- Genre: Comedy drama
- Created by: Jack Whitehall; Freddy Syborn;
- Directed by: Will Sinclair
- Starring: Jack Whitehall; Rosie Perez; Charity Wakefield; Robert Lindsay; Sophie Thompson; Olga Merediz; Daniella Piper; G-Rod;
- Composers: Ben Foster; Nick Foster;
- Country of origin: United Kingdom
- Original language: English
- No. of series: 2
- No. of episodes: 11

Production
- Executive producers: Ben Cavey; Jon Mountague; Morwenna Gordon; Freddy Syborn; Jack Whitehall;
- Producer: Pippa Brown
- Production company: Tiger Aspect Productions

Original release
- Network: Sky One
- Release: 25 October 2017 – 4 April 2019

= Bounty Hunters (British TV series) =

British comedy drama television series

Bounty Hunters is a British comedy drama series that first aired on 25 October 2017 on Sky One. Pairing an odd couple together in a series of mishaps.

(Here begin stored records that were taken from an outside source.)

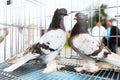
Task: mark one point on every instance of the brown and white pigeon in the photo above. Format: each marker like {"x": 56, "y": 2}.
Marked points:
{"x": 88, "y": 47}
{"x": 48, "y": 46}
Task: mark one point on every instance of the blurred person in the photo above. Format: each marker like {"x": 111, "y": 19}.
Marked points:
{"x": 111, "y": 40}
{"x": 98, "y": 32}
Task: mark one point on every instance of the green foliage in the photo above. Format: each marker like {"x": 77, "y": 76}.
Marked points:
{"x": 67, "y": 45}
{"x": 1, "y": 38}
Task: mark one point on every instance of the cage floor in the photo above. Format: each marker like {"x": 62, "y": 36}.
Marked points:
{"x": 34, "y": 72}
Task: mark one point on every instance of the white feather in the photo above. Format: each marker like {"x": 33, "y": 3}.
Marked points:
{"x": 56, "y": 38}
{"x": 86, "y": 43}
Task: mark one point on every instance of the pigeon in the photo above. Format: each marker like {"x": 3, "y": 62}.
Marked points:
{"x": 47, "y": 48}
{"x": 90, "y": 49}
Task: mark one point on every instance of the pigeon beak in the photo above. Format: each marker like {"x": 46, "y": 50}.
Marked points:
{"x": 66, "y": 14}
{"x": 75, "y": 18}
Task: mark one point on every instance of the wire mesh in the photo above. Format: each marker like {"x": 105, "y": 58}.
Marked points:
{"x": 30, "y": 17}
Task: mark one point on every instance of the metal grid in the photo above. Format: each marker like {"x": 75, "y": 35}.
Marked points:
{"x": 34, "y": 72}
{"x": 19, "y": 18}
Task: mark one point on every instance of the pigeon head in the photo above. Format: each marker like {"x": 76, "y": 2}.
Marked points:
{"x": 81, "y": 16}
{"x": 61, "y": 11}
{"x": 58, "y": 19}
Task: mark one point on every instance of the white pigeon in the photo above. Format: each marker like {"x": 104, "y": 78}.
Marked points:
{"x": 88, "y": 47}
{"x": 48, "y": 46}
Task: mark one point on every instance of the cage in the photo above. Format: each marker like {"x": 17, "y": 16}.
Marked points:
{"x": 23, "y": 22}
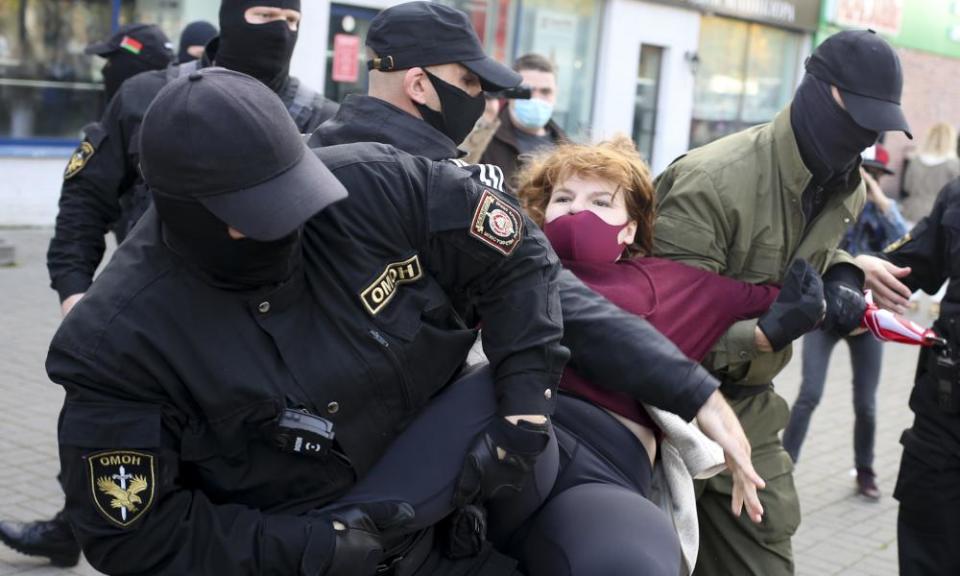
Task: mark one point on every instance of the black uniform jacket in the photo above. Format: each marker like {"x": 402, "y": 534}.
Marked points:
{"x": 932, "y": 251}
{"x": 608, "y": 346}
{"x": 180, "y": 382}
{"x": 102, "y": 188}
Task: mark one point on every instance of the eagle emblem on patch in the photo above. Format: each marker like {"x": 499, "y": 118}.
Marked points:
{"x": 78, "y": 160}
{"x": 898, "y": 243}
{"x": 122, "y": 484}
{"x": 379, "y": 293}
{"x": 497, "y": 224}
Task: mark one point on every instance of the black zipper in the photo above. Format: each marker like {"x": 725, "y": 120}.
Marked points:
{"x": 404, "y": 382}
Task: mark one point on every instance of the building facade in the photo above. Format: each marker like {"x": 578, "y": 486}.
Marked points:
{"x": 926, "y": 36}
{"x": 676, "y": 74}
{"x": 49, "y": 89}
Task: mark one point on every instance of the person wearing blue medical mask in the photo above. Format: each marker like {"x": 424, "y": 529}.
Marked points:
{"x": 526, "y": 126}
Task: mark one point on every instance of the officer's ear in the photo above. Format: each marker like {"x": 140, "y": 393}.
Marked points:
{"x": 418, "y": 88}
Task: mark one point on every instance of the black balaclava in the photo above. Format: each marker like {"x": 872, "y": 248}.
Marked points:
{"x": 830, "y": 141}
{"x": 201, "y": 239}
{"x": 259, "y": 50}
{"x": 458, "y": 113}
{"x": 195, "y": 34}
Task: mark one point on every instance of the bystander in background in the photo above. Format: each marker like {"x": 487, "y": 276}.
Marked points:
{"x": 879, "y": 224}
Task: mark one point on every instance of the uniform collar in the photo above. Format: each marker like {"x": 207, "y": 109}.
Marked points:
{"x": 367, "y": 119}
{"x": 793, "y": 172}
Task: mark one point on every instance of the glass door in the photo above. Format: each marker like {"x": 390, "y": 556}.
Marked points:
{"x": 645, "y": 108}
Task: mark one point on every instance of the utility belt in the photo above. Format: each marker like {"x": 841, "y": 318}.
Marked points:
{"x": 943, "y": 368}
{"x": 733, "y": 391}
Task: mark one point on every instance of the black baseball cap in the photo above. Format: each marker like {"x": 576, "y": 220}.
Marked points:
{"x": 225, "y": 140}
{"x": 867, "y": 72}
{"x": 144, "y": 40}
{"x": 427, "y": 34}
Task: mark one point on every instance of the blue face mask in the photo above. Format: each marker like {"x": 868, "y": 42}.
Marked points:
{"x": 533, "y": 113}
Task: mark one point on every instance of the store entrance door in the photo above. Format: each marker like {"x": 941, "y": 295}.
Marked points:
{"x": 646, "y": 79}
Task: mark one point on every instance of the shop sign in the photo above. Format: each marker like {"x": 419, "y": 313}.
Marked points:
{"x": 801, "y": 14}
{"x": 884, "y": 16}
{"x": 346, "y": 58}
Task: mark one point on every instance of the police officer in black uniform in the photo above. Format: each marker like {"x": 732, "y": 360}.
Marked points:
{"x": 928, "y": 486}
{"x": 606, "y": 344}
{"x": 133, "y": 49}
{"x": 102, "y": 188}
{"x": 260, "y": 339}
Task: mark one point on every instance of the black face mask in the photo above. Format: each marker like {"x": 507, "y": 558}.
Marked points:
{"x": 458, "y": 113}
{"x": 202, "y": 241}
{"x": 259, "y": 50}
{"x": 121, "y": 66}
{"x": 829, "y": 140}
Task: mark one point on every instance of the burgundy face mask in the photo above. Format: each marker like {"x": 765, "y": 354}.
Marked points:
{"x": 584, "y": 237}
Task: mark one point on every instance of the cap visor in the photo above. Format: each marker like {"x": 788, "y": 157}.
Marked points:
{"x": 275, "y": 208}
{"x": 876, "y": 115}
{"x": 877, "y": 166}
{"x": 494, "y": 76}
{"x": 99, "y": 48}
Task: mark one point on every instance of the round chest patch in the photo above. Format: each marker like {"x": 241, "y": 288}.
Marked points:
{"x": 500, "y": 223}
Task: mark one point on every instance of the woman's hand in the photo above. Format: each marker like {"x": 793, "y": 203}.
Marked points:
{"x": 883, "y": 278}
{"x": 718, "y": 422}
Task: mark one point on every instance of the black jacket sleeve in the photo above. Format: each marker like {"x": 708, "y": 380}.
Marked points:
{"x": 170, "y": 528}
{"x": 926, "y": 249}
{"x": 624, "y": 352}
{"x": 89, "y": 200}
{"x": 493, "y": 259}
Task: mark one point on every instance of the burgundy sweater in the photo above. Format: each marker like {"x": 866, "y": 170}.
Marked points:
{"x": 691, "y": 307}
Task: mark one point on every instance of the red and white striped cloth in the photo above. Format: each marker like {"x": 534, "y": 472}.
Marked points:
{"x": 890, "y": 327}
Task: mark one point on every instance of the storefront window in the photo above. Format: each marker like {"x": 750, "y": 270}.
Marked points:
{"x": 746, "y": 74}
{"x": 645, "y": 109}
{"x": 565, "y": 31}
{"x": 48, "y": 87}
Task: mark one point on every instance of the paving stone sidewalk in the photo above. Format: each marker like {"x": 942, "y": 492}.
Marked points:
{"x": 840, "y": 534}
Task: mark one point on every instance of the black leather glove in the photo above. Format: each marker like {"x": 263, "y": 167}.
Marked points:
{"x": 797, "y": 310}
{"x": 358, "y": 529}
{"x": 843, "y": 289}
{"x": 485, "y": 475}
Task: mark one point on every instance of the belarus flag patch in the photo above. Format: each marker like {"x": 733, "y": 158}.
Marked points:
{"x": 131, "y": 45}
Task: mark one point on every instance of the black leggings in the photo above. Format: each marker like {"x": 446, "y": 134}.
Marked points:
{"x": 584, "y": 513}
{"x": 597, "y": 520}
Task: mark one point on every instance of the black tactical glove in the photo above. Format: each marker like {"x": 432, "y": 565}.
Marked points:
{"x": 843, "y": 289}
{"x": 485, "y": 475}
{"x": 358, "y": 528}
{"x": 797, "y": 310}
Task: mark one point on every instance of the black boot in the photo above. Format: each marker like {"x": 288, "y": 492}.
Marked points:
{"x": 50, "y": 538}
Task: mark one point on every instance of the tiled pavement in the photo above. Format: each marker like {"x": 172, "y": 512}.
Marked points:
{"x": 840, "y": 533}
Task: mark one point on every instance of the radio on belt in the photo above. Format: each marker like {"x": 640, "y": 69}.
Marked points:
{"x": 300, "y": 432}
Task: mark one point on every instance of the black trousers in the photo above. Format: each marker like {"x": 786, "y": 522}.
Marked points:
{"x": 928, "y": 522}
{"x": 584, "y": 513}
{"x": 597, "y": 520}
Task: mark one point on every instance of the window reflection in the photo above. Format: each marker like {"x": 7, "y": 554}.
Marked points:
{"x": 747, "y": 73}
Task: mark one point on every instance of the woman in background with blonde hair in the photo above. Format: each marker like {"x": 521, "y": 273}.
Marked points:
{"x": 929, "y": 171}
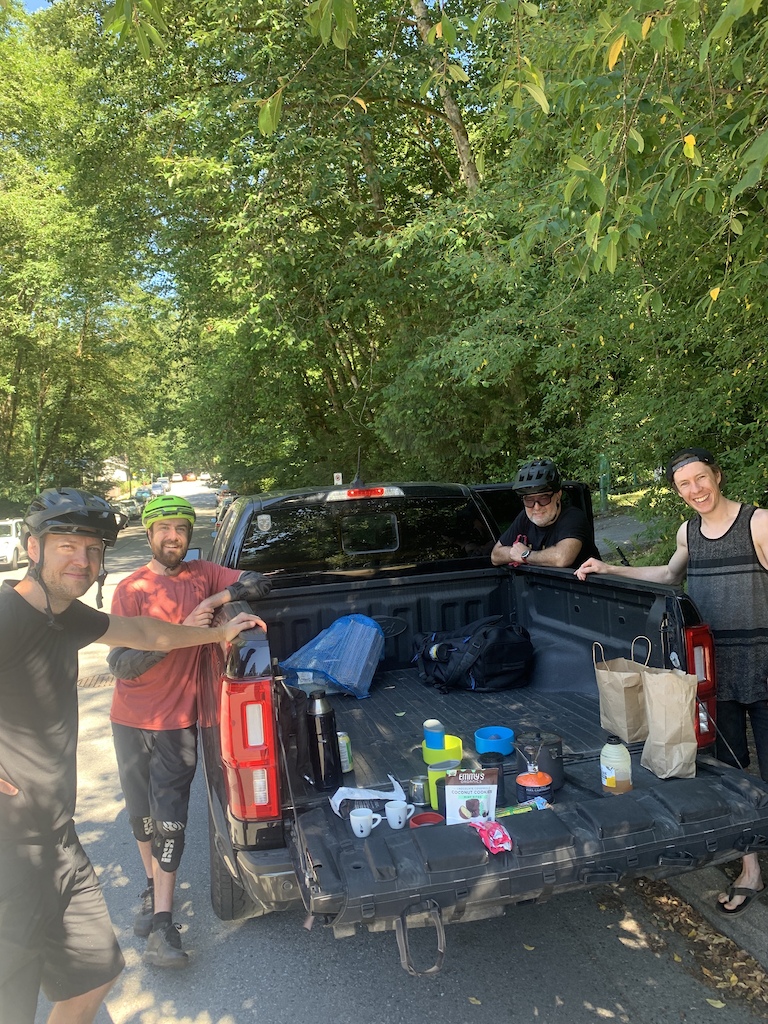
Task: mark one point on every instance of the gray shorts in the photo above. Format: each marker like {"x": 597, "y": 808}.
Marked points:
{"x": 156, "y": 770}
{"x": 55, "y": 931}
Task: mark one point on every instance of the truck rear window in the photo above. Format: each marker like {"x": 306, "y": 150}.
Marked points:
{"x": 365, "y": 534}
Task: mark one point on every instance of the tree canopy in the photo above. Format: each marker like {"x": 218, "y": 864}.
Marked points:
{"x": 269, "y": 235}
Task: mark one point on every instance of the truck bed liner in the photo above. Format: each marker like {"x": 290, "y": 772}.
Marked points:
{"x": 386, "y": 727}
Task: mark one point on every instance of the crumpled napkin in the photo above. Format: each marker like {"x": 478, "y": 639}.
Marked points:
{"x": 347, "y": 798}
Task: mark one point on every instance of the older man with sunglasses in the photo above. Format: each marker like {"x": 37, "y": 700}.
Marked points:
{"x": 545, "y": 532}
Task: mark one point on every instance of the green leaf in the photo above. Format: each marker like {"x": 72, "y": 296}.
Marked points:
{"x": 458, "y": 73}
{"x": 596, "y": 190}
{"x": 143, "y": 43}
{"x": 538, "y": 93}
{"x": 748, "y": 180}
{"x": 570, "y": 187}
{"x": 636, "y": 137}
{"x": 591, "y": 229}
{"x": 611, "y": 257}
{"x": 449, "y": 31}
{"x": 677, "y": 34}
{"x": 340, "y": 38}
{"x": 758, "y": 152}
{"x": 577, "y": 163}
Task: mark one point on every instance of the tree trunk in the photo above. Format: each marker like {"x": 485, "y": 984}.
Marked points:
{"x": 461, "y": 139}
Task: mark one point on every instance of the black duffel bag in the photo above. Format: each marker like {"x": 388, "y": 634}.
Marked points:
{"x": 483, "y": 655}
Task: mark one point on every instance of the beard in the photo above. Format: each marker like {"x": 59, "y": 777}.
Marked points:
{"x": 169, "y": 555}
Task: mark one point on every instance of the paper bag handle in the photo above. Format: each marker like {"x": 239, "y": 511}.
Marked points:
{"x": 632, "y": 648}
{"x": 596, "y": 643}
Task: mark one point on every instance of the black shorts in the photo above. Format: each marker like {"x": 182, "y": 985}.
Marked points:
{"x": 55, "y": 931}
{"x": 156, "y": 770}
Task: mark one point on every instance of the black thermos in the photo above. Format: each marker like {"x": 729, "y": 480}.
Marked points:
{"x": 324, "y": 742}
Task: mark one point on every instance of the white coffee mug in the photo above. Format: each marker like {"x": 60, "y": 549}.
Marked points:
{"x": 363, "y": 820}
{"x": 398, "y": 812}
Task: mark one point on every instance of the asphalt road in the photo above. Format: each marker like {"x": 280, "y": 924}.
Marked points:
{"x": 583, "y": 958}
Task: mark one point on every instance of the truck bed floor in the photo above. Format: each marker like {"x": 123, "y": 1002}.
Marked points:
{"x": 386, "y": 731}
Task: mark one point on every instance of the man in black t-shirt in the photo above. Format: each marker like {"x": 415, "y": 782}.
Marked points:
{"x": 545, "y": 532}
{"x": 55, "y": 931}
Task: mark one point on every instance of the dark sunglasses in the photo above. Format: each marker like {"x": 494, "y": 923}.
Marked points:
{"x": 542, "y": 500}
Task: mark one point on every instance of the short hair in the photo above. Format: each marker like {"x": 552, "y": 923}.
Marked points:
{"x": 686, "y": 456}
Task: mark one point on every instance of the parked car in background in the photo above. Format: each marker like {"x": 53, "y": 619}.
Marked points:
{"x": 11, "y": 549}
{"x": 121, "y": 515}
{"x": 131, "y": 508}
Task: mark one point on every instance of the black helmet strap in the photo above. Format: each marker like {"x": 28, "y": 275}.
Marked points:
{"x": 35, "y": 571}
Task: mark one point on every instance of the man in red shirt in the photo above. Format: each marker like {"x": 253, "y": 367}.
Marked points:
{"x": 154, "y": 711}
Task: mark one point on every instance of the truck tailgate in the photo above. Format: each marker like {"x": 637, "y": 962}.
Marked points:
{"x": 659, "y": 828}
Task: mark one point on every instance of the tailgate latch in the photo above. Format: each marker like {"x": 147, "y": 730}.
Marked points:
{"x": 400, "y": 928}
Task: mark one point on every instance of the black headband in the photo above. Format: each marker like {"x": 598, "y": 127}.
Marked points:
{"x": 684, "y": 458}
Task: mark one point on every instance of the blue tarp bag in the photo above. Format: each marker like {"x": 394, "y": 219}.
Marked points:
{"x": 340, "y": 659}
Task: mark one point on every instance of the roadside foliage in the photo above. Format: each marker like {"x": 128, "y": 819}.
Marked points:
{"x": 444, "y": 237}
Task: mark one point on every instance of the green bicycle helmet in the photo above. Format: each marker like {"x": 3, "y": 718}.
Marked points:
{"x": 167, "y": 507}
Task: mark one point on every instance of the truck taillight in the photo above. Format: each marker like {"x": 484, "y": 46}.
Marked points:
{"x": 699, "y": 647}
{"x": 249, "y": 749}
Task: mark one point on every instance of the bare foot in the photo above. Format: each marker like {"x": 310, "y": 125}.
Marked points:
{"x": 750, "y": 879}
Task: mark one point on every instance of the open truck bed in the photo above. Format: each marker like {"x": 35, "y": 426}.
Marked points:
{"x": 295, "y": 850}
{"x": 409, "y": 878}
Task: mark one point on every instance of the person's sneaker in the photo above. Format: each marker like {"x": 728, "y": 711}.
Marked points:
{"x": 142, "y": 921}
{"x": 164, "y": 947}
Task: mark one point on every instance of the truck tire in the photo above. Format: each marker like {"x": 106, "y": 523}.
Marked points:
{"x": 228, "y": 898}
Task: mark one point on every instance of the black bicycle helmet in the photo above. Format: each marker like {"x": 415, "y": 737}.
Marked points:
{"x": 536, "y": 476}
{"x": 70, "y": 511}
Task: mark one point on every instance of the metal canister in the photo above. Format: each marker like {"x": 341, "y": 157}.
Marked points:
{"x": 345, "y": 751}
{"x": 534, "y": 783}
{"x": 543, "y": 750}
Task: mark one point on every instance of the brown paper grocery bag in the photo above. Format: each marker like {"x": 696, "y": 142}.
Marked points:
{"x": 621, "y": 685}
{"x": 670, "y": 751}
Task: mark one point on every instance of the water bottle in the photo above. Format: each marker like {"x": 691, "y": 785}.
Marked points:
{"x": 324, "y": 742}
{"x": 615, "y": 767}
{"x": 438, "y": 652}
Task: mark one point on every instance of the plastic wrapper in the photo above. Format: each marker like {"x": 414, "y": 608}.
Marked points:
{"x": 495, "y": 837}
{"x": 340, "y": 659}
{"x": 347, "y": 797}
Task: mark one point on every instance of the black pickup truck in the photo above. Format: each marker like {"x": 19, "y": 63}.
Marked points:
{"x": 417, "y": 554}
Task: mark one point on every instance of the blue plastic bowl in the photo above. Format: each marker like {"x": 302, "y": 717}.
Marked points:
{"x": 495, "y": 737}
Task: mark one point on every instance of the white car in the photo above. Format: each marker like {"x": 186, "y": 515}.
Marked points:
{"x": 11, "y": 549}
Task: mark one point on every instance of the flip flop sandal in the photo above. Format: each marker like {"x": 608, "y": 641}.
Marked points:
{"x": 750, "y": 896}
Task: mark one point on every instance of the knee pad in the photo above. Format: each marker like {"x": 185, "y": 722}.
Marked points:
{"x": 168, "y": 844}
{"x": 142, "y": 828}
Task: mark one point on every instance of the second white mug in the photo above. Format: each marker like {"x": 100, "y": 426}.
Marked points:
{"x": 398, "y": 812}
{"x": 361, "y": 820}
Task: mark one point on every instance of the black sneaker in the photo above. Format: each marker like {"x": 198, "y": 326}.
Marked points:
{"x": 164, "y": 947}
{"x": 142, "y": 921}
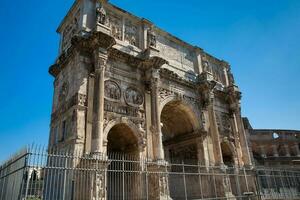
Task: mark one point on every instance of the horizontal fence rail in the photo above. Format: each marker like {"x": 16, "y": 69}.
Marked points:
{"x": 37, "y": 173}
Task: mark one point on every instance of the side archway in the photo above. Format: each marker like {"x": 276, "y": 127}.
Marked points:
{"x": 180, "y": 128}
{"x": 125, "y": 132}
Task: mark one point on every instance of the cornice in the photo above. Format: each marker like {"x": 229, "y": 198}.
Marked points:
{"x": 87, "y": 44}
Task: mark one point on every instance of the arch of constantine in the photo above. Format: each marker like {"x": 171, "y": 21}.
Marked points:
{"x": 124, "y": 86}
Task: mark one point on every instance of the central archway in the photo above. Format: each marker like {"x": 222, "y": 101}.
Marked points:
{"x": 123, "y": 153}
{"x": 178, "y": 125}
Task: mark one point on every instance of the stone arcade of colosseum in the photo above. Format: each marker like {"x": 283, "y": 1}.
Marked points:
{"x": 124, "y": 85}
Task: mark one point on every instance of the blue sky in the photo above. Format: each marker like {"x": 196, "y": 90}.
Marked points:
{"x": 260, "y": 38}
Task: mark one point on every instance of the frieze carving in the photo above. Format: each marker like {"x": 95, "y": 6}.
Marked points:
{"x": 76, "y": 100}
{"x": 114, "y": 107}
{"x": 112, "y": 90}
{"x": 101, "y": 15}
{"x": 164, "y": 93}
{"x": 181, "y": 153}
{"x": 138, "y": 120}
{"x": 133, "y": 97}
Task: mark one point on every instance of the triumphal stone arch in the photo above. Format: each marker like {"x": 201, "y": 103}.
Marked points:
{"x": 124, "y": 85}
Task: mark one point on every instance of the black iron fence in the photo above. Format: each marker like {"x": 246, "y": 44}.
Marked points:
{"x": 36, "y": 174}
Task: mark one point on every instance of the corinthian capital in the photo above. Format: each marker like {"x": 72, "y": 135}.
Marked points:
{"x": 233, "y": 95}
{"x": 206, "y": 90}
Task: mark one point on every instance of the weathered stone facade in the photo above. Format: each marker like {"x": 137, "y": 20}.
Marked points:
{"x": 273, "y": 147}
{"x": 124, "y": 85}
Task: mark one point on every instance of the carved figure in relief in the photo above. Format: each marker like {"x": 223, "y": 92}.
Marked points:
{"x": 112, "y": 90}
{"x": 69, "y": 31}
{"x": 63, "y": 91}
{"x": 101, "y": 15}
{"x": 116, "y": 27}
{"x": 151, "y": 38}
{"x": 207, "y": 67}
{"x": 133, "y": 97}
{"x": 131, "y": 34}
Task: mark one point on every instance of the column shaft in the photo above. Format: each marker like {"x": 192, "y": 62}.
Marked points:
{"x": 243, "y": 138}
{"x": 215, "y": 135}
{"x": 98, "y": 103}
{"x": 156, "y": 124}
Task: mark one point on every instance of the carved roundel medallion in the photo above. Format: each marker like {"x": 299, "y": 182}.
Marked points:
{"x": 133, "y": 97}
{"x": 112, "y": 90}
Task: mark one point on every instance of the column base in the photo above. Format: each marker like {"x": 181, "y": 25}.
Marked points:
{"x": 158, "y": 180}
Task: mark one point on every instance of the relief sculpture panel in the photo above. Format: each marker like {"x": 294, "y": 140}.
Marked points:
{"x": 112, "y": 90}
{"x": 133, "y": 97}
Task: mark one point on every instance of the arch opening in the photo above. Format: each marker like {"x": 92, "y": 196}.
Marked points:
{"x": 227, "y": 154}
{"x": 123, "y": 152}
{"x": 178, "y": 126}
{"x": 121, "y": 140}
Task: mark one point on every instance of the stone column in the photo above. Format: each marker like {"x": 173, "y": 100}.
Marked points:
{"x": 262, "y": 151}
{"x": 296, "y": 149}
{"x": 98, "y": 102}
{"x": 275, "y": 151}
{"x": 287, "y": 150}
{"x": 234, "y": 96}
{"x": 234, "y": 127}
{"x": 206, "y": 89}
{"x": 158, "y": 150}
{"x": 215, "y": 135}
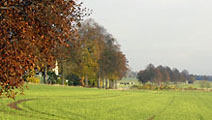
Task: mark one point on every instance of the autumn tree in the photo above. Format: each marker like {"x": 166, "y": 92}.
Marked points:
{"x": 30, "y": 32}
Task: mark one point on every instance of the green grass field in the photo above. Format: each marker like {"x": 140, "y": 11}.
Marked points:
{"x": 75, "y": 103}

Barnaby is a mild mannered and often bumbling son of an antiques dealer in England, while Nina is a tough American bounty hunter from New York, who both find themselves trying to save their respective families from a Mexican cartel.

==Cast==

- Jack Whitehall as Barnaby Walker
- Rosie Perez as Nina Morales
- Charity Wakefield as Leah Walker
- Robert Lindsay as Nigel Walker
- Sophie Thompson as Fiona Walker
- Olga Merediz as Maria
- Daniella Piper as Sofia
- Ian Gerard Whyte as Uri
- Gabriel "G-Rod" Rodriguez as Pancho
- Christian Ochoa as Angel
- Amber Agar as DI Suleiman
- Ben Bailey Smith as DS Evans
- Bradley James as Webb and Keegan Sherman
- Daniel Faraldo as Alejandro
- Jacqueline King as Penelope

== Episodes ==

=== Season 1 (2017) ===

| No. | Title | Directed by | Written by | Original release date |
|---|---|---|---|---|
| 1 | "Episode #1.1" | William Sinclair | Jack Whitehall and Freddy Syborn | October 25, 2017 |
| 2 | "Episode #1.2" | William Sinclair | Freddy Syborn | November 1, 2017 |
| 3 | "Episode #1.3" | William Sinclair | Freddy Syborn | November 8, 2017 |
| 4 | "Episode #1.4" | William Sinclair | Freddy Syborn | November 15, 2017 |
| 5 | "Episode #1.5" | William Sinclair | Freddy Syborn | November 22, 2017 |
| 6 | "Episode #1.6" | William Sinclair | Freddy Syborn | November 29, 2017 |

=== Season 2 (2019) ===

| No. | Title | Directed by | Written by | Original release date |
|---|---|---|---|---|
| 1 | "Episode #2.1" | Toby MacDonald | Freddy Syborn | March 14, 2019 |
| 2 | "Episode #2.2" | Toby MacDonald | Freddy Syborn | March 14, 2019 |
| 3 | "Episode #2.3" | Toby MacDonald | Freddy Syborn | March 21, 2019 |
| 4 | "Episode #2.4" | Toby MacDonald | Freddy Syborn | March 28, 2019 |
| 5 | "Episode #2.5" | Toby MacDonald | Freddy Syborn | April 4, 2019 |

== Production ==
The script for Bounty Hunters was written by Jack Whitehall and Freddy Syborn.

== Reception ==
Ellen Jones of The Guardian criticized Bounty Hunters for being a comedy-drama, calling it "TV's most used and abused genre".